There is more I could share, but I need to wrap up and will save some things for next time and our work in committees. Let me return in my conclusion to the language of feeding and tending from the Gospel of John, Jesus and Peter on the seashore, out of the boat, joining in a meal: feed my lambs, feed and tend my sheep.

We in mission feed and tend both spiritually and literally, and we don’t always know what the results will be. Feeding and tending young ones always has a degree of risk, as many parents can testify.

But feeding and tending is what we do as Christians, and this came home to me with considerable force when I was asked to make a brief video, a message of greeting, to be used in connection with the 150th anniversary of the Ginghamsburg United Methodist Church out in Ohio. This large multisite congregation—about 5,000 in worship each Sunday on its campuses—is a strong mission partner with Global Ministries, especially in UMCOR relief and development work in the Darfur region of Sudan, and in church development in the new country of South Sudan. Oh, Ginghamsburg has far-flung ministries.

What I want to emphasize today is the feeding and tending that stands at the origins of Ginghamsburg Church. The congregation has roots in the gospel labors of a circuit rider, one B.W. Day. This man, about whom history has left little record except for his spiritual feeding, his church tending, one day rode into the village of Ginghamsburg. He gathered a small group for, I am sure, Bible study, Methodist class meetings, worship, and maybe a Sunday school to teach reading and writing. It remained a small village church for many decades and until 1920 was on a four-charge circuit with part-time preachers. It did not have a full-time pastor until the late 1970s.

The Rev. B.W. Day, that very first pastor, fed and tended in faith, never dreaming, I am positive, of what would eventually become part of his mission heritage.
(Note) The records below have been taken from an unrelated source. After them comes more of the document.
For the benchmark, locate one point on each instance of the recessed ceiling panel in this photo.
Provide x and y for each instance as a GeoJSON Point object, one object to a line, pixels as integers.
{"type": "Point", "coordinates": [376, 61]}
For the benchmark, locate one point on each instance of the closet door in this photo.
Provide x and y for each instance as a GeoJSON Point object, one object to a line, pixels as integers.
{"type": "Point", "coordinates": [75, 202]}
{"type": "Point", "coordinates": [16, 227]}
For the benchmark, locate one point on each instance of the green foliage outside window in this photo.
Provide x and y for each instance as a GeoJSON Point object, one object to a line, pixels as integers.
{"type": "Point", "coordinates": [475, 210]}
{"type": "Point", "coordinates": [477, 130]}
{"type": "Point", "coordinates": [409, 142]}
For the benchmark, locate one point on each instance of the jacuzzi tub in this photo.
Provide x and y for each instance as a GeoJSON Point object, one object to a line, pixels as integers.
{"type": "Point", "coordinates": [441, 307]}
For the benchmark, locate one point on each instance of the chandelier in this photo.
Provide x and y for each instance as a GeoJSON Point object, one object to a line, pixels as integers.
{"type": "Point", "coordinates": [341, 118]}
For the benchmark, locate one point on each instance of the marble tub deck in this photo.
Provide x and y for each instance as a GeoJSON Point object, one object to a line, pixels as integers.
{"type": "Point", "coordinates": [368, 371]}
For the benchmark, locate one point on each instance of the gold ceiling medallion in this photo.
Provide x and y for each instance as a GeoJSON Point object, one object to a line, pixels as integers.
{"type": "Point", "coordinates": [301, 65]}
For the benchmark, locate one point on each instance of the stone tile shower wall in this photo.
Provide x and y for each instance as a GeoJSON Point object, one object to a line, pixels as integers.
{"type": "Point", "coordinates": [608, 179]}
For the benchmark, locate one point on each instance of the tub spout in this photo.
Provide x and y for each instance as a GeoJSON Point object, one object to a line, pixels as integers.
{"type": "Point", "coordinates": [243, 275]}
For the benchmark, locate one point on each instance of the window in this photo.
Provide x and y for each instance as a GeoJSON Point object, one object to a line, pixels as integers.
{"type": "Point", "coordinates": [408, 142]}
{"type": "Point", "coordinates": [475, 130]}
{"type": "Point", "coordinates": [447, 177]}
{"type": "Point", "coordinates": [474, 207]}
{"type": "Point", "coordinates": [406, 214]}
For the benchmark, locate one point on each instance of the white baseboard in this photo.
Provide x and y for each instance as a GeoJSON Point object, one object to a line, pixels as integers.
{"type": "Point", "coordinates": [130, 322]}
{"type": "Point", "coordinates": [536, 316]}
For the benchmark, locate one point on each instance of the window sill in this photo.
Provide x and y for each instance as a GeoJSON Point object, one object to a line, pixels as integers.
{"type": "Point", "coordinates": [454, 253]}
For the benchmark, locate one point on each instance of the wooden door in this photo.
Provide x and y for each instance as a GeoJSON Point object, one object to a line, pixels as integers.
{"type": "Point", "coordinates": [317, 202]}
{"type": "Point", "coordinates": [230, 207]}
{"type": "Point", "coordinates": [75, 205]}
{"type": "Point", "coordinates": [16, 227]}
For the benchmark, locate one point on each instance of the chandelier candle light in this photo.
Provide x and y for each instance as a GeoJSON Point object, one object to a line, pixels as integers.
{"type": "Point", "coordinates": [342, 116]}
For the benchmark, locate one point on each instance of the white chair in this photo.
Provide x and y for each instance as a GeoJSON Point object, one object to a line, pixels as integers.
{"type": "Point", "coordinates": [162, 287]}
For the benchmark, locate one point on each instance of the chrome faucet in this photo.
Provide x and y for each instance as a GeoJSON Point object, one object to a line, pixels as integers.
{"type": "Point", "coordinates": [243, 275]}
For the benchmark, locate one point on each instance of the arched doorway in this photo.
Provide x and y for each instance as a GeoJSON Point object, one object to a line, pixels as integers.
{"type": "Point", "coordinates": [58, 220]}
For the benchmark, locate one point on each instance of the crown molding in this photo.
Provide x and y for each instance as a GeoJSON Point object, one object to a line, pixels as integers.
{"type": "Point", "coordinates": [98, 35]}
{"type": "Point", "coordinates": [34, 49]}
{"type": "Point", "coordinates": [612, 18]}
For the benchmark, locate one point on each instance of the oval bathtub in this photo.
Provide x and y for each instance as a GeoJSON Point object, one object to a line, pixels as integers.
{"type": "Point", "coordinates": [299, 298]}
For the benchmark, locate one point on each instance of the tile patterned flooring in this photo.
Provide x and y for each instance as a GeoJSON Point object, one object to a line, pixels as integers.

Every time we start a new faith community through one our initiatives, or educate a pastor in Congo or Bolivia, or place a missionary, or organize a team of mission volunteers, or put a community back on its feet after a storm—in all of those situations we run a risk: the risk of starting something the Holy Spirit can bring to fulfillment. Like Circuit Rider B.W. Day, we may never see what develops from our feeding and tending in faith—but we feed and tend anyway, doing the works we are called to do by the love of God in Jesus Christ.